Millions went up into Canada. Some of them are finishing their second year up there. I think a lot of them just might stay put, now that it is warmer up there than it used to be.

This trip taught me a lot about Geology, and people, and about dogs, too. After a month out there, I felt almost like I could work as a roustabout or as a rigger. The only thing I never got to see, that I really wanted to, was those god-damned tunnel boring machines.

Later on, they gave me a plant tour through Subterranean Technologies, but it just was not the same thing. It was like Claire, compared to only a picture of Claire.

Sometimes life turns dangerous. The other animals know it. Maybe they hear things we do not. Or maybe we have a higher instinct that makes us head straight for trouble. Danger and opportunity are two sides of the same coin.

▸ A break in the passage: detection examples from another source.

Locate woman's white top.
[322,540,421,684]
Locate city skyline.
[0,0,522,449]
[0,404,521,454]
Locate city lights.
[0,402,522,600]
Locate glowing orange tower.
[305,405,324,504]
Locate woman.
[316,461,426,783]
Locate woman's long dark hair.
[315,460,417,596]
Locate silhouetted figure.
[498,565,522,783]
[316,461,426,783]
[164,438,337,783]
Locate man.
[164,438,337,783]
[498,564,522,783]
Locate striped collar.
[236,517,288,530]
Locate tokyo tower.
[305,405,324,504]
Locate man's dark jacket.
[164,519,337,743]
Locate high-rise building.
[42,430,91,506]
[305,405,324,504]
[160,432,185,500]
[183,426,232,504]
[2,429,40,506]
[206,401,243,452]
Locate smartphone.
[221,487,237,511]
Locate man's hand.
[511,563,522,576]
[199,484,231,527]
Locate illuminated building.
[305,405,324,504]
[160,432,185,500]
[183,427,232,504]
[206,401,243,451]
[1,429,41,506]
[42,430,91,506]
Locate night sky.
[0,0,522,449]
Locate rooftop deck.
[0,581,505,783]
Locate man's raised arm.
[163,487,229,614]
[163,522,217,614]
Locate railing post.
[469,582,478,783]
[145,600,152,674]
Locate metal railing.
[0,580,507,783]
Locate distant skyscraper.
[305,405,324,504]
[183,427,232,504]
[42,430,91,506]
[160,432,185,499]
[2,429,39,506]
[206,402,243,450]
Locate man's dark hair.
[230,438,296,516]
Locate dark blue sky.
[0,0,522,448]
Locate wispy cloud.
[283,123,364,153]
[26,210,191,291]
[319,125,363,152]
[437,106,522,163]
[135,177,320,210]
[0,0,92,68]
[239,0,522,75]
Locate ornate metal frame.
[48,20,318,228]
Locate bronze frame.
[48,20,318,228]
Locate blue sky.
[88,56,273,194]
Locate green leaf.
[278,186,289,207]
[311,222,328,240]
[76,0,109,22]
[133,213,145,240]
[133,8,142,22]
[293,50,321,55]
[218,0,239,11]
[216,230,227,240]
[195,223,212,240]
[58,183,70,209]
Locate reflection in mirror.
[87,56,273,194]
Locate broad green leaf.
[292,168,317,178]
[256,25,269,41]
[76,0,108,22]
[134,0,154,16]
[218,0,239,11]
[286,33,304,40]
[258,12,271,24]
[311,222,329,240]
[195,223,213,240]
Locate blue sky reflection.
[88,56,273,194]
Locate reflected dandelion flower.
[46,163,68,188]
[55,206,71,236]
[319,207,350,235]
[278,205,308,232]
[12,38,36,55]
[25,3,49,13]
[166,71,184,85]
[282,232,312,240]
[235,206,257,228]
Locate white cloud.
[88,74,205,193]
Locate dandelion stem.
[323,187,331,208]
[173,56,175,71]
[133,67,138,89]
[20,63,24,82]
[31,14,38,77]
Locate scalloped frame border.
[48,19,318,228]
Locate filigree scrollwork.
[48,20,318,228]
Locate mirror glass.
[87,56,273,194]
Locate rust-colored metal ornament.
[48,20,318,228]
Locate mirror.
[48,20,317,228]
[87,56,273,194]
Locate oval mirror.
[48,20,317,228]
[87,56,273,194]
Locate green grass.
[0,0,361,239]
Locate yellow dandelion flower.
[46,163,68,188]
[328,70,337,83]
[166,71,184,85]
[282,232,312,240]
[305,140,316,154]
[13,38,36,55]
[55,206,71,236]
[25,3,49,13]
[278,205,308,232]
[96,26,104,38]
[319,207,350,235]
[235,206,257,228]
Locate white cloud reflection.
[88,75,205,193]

Sometimes folks will spend their whole lives being careful and then one day they will do something from which they can never recover, when only one moment later, nothing can ever be the same again. It can be some decision, an accident, a small mistake that passes through the unfair lens of fate and magnifies until the product of a life is undone.

Our word “Hell” comes from an Old English word meaning “to conceal.” This is what Claire and the Professor had come to Yellowstone for—to learn what was concealed below. Of course, Hell always threatens to break loose. Yet we are always surprised when it does.